On the other hand, ASIC 2 uses an l ∞ -norm approximation for the Euclidean distance calculation resulting in a throughput and clock frequency increase while having only a small performance degradation. In addition, it uses a scheme for direct SE enumeration of the points based on the method in [7] , contributing to the throughput and clock frequency increase. These optimizations could also be integrated into our FPGA design improving the throughput of the SD.
Conclusion and Future Work
An FPGA implementation of the SD using a rapid prototyping methodology has been presented in this paper. The advantage of the rapid prototyping methodology is the flexibility that provides to analyze in detail the hardware implementation of the SD while running it in real-time.
It has been shown that the performance of the FPGA implementation matches that of a previously presented ASIC implementation. Although improvements exist that could be added to the FPGA, they are based on mathematical approximations and hardware optimizations. In order to further improve hardware implementations of the SD and make its integration into a practical system easier, we need to identify the bottlenecks of the system from an algorithmic point of view. The two major drawbacks of a hardware implementation of the SD are:
• The tree search of the algorithm makes its throughput dependent on the noise level and the channel conditions. This can greatly affect the performance of a complete communication system where data needs to be detected in a fixed number of operations.
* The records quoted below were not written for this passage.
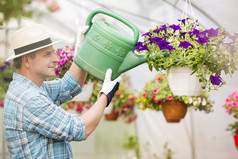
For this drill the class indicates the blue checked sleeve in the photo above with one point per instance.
(51, 121)
(61, 90)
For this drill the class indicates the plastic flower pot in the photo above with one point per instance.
(86, 93)
(182, 83)
(174, 110)
(235, 136)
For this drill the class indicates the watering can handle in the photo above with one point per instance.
(116, 16)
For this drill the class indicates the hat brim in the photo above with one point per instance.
(30, 51)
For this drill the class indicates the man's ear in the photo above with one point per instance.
(26, 61)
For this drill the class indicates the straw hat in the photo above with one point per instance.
(29, 39)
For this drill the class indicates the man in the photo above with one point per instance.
(35, 126)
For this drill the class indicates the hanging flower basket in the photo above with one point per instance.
(86, 93)
(174, 110)
(235, 136)
(183, 83)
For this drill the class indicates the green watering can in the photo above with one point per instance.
(107, 46)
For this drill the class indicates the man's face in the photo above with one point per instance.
(44, 63)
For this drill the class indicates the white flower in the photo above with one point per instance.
(204, 102)
(199, 99)
(195, 103)
(190, 100)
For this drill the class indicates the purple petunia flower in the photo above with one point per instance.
(163, 44)
(138, 45)
(182, 34)
(163, 27)
(1, 103)
(202, 40)
(7, 63)
(175, 27)
(2, 67)
(155, 39)
(146, 34)
(212, 33)
(185, 44)
(6, 79)
(170, 47)
(156, 30)
(143, 47)
(234, 37)
(216, 80)
(183, 20)
(196, 32)
(57, 72)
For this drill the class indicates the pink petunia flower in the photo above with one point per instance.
(144, 95)
(234, 104)
(159, 79)
(227, 100)
(170, 98)
(228, 110)
(156, 101)
(155, 91)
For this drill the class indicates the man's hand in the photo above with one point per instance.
(109, 87)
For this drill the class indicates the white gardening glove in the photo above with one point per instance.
(80, 37)
(109, 87)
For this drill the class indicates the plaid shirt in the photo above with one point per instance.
(35, 126)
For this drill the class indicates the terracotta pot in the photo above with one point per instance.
(111, 116)
(235, 136)
(174, 110)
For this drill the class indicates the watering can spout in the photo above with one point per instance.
(131, 60)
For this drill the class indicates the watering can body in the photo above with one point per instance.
(106, 46)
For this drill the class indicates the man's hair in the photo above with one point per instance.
(17, 61)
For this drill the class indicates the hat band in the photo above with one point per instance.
(32, 46)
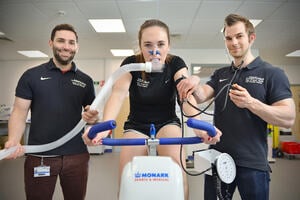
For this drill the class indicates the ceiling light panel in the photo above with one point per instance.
(107, 25)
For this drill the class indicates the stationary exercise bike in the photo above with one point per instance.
(159, 177)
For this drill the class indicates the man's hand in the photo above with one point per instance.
(90, 116)
(206, 138)
(95, 141)
(20, 151)
(187, 86)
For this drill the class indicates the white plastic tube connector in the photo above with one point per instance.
(99, 100)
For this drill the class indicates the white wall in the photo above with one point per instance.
(99, 69)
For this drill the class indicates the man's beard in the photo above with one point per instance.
(60, 59)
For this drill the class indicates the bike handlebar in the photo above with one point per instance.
(146, 141)
(111, 124)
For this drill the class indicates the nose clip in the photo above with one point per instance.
(152, 52)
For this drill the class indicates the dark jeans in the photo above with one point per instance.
(72, 171)
(252, 185)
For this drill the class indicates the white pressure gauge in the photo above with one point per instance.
(226, 168)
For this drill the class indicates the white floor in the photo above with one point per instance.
(103, 181)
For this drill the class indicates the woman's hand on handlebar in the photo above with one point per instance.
(97, 140)
(206, 138)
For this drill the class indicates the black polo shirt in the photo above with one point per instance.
(57, 102)
(245, 134)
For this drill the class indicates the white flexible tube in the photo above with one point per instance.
(99, 98)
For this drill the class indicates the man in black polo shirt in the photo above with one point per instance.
(56, 93)
(248, 94)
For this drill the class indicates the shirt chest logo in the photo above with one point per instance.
(78, 83)
(142, 83)
(254, 79)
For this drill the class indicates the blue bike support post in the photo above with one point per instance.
(152, 141)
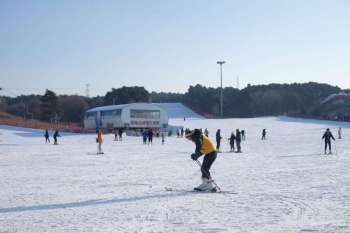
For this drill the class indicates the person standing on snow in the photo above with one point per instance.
(115, 134)
(238, 141)
(99, 140)
(145, 136)
(339, 133)
(150, 136)
(47, 136)
(263, 134)
(120, 133)
(243, 135)
(206, 132)
(218, 139)
(327, 136)
(232, 141)
(206, 147)
(55, 135)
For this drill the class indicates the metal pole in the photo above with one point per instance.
(221, 96)
(221, 90)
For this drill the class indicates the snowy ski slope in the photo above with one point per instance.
(283, 184)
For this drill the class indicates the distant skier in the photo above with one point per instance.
(99, 141)
(115, 134)
(163, 137)
(339, 133)
(47, 136)
(150, 136)
(218, 139)
(145, 136)
(238, 141)
(206, 132)
(263, 134)
(327, 136)
(206, 147)
(243, 135)
(55, 136)
(232, 141)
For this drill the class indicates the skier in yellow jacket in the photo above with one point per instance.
(99, 140)
(206, 147)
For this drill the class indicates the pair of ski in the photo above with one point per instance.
(169, 189)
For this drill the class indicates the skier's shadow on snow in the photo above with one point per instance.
(88, 203)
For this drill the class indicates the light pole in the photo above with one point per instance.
(221, 96)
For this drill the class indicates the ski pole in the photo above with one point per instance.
(211, 179)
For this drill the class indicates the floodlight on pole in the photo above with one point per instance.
(221, 94)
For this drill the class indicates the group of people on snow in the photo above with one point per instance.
(55, 136)
(234, 138)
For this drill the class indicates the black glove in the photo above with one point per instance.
(195, 156)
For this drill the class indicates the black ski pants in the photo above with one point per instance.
(207, 162)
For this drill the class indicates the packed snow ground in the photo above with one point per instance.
(283, 184)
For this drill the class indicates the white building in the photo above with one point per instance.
(137, 116)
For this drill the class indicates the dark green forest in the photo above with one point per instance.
(302, 100)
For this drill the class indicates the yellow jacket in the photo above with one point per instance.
(206, 146)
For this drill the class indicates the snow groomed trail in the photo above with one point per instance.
(282, 184)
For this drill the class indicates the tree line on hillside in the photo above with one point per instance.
(261, 100)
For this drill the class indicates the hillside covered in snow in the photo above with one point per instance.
(282, 184)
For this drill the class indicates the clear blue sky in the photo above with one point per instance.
(168, 45)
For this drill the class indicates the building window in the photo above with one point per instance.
(145, 114)
(111, 113)
(90, 115)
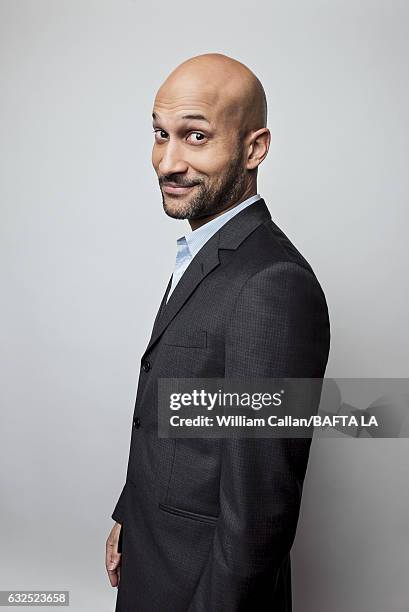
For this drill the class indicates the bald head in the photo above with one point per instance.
(225, 84)
(209, 119)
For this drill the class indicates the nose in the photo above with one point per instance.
(172, 161)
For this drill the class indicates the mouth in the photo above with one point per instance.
(175, 189)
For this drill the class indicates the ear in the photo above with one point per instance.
(257, 147)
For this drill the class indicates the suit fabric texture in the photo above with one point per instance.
(208, 524)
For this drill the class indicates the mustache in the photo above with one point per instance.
(175, 179)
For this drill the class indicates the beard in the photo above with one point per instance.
(208, 199)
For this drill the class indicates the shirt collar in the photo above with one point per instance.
(198, 237)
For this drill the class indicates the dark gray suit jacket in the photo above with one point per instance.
(208, 524)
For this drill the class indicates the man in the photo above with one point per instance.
(207, 525)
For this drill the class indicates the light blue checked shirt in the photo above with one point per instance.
(190, 244)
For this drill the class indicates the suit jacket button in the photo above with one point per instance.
(146, 366)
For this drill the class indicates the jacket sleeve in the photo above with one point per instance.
(280, 328)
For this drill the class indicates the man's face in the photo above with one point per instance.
(197, 154)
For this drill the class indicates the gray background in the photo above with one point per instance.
(86, 252)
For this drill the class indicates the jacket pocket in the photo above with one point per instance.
(187, 338)
(204, 518)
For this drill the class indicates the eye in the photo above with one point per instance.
(196, 138)
(160, 135)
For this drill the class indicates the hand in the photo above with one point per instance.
(112, 556)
• The resource use of the FPGA is suboptimal due to the sequential nature of the algorithm. It has been shown that the algorithm, with only some parts of the design processing valid data at the same time, can not be fully pipelined.
This deep understanding of the SD thanks to the prototyping experience can be used as a means of identifying more optimized algorithms that could overcome the main drawbacks of the SD without greatly affecting its performance. We believe that a compromise can be established between the performance and the complexity to dramatically increase the throughput of the SD. This last aspect is the main subject of ongoing work.